Subito, in difesa del suo allenatore, i tifosi e i giocatori del Napoli hanno affermato che le cose dette in campo devono restare in campo, come a giustificare i pesanti insulti di Sarri.
In realtà, penso sia chiaro che quest'idea crolli come un castello di carte appena in quel campo si presentino un numero infinito di televisioni da chissà quanti paesi.
Quando ricevi uno stipendio estremamente alto per dare un calcio al pallone o per mettere in campo undici uomini, automaticamente ti devi assumere anche delle responsabilità molto alte riguardo al tuo comportamento e soprattutto alle tue dichiarazioni. Proprio per questo motivo negli ultimi anni si è cercato di limitare ai calciatori l'uso dei social network, per limitare le potenziali gaffe degli atleti, che non sono sempre delle cime.
Per questo è molto importante che non si opti per la soluzione tipica all'italiana in questo caso. Due giornate di squalifica in Coppa Italia sono troppo poche per Sarri, e troppo pochi sono cinquemila euro di multa per l'allenatore interista.

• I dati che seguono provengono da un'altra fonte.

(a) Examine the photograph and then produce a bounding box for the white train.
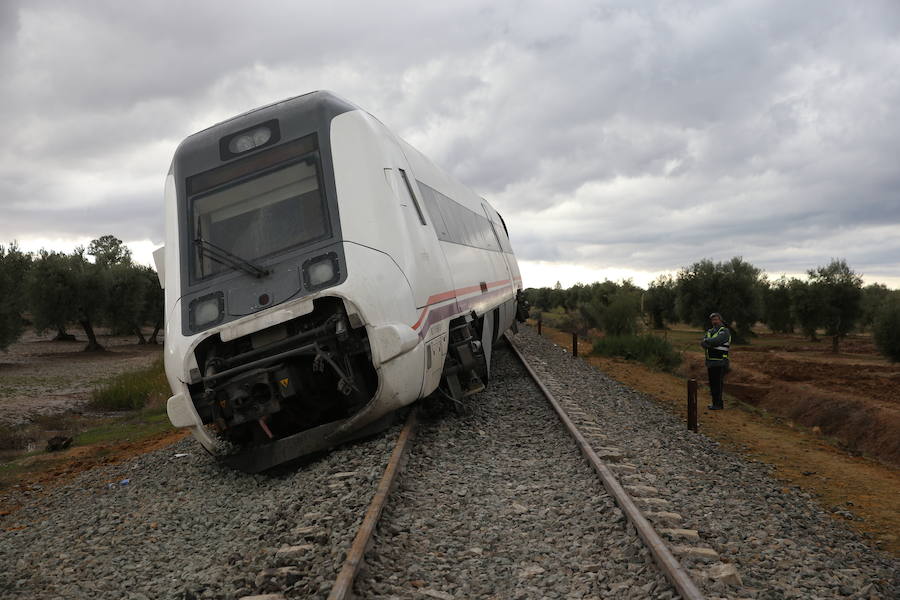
[154,91,525,471]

Il calcio ha bisogno di cambiare, perché se ai tantissimi difetti del calcio moderno, ci aggiungiamo anche il problema dell'omofobia, in un epoca in cui ormai è chiaro che abbiamo tutti gli stessi diritti, lo sport più amato del mondo arriverà ad un punto di non ritorno. E per l'amore che il calcio ha instillato in noi appassionati, non penso che sia il caso di giungerci.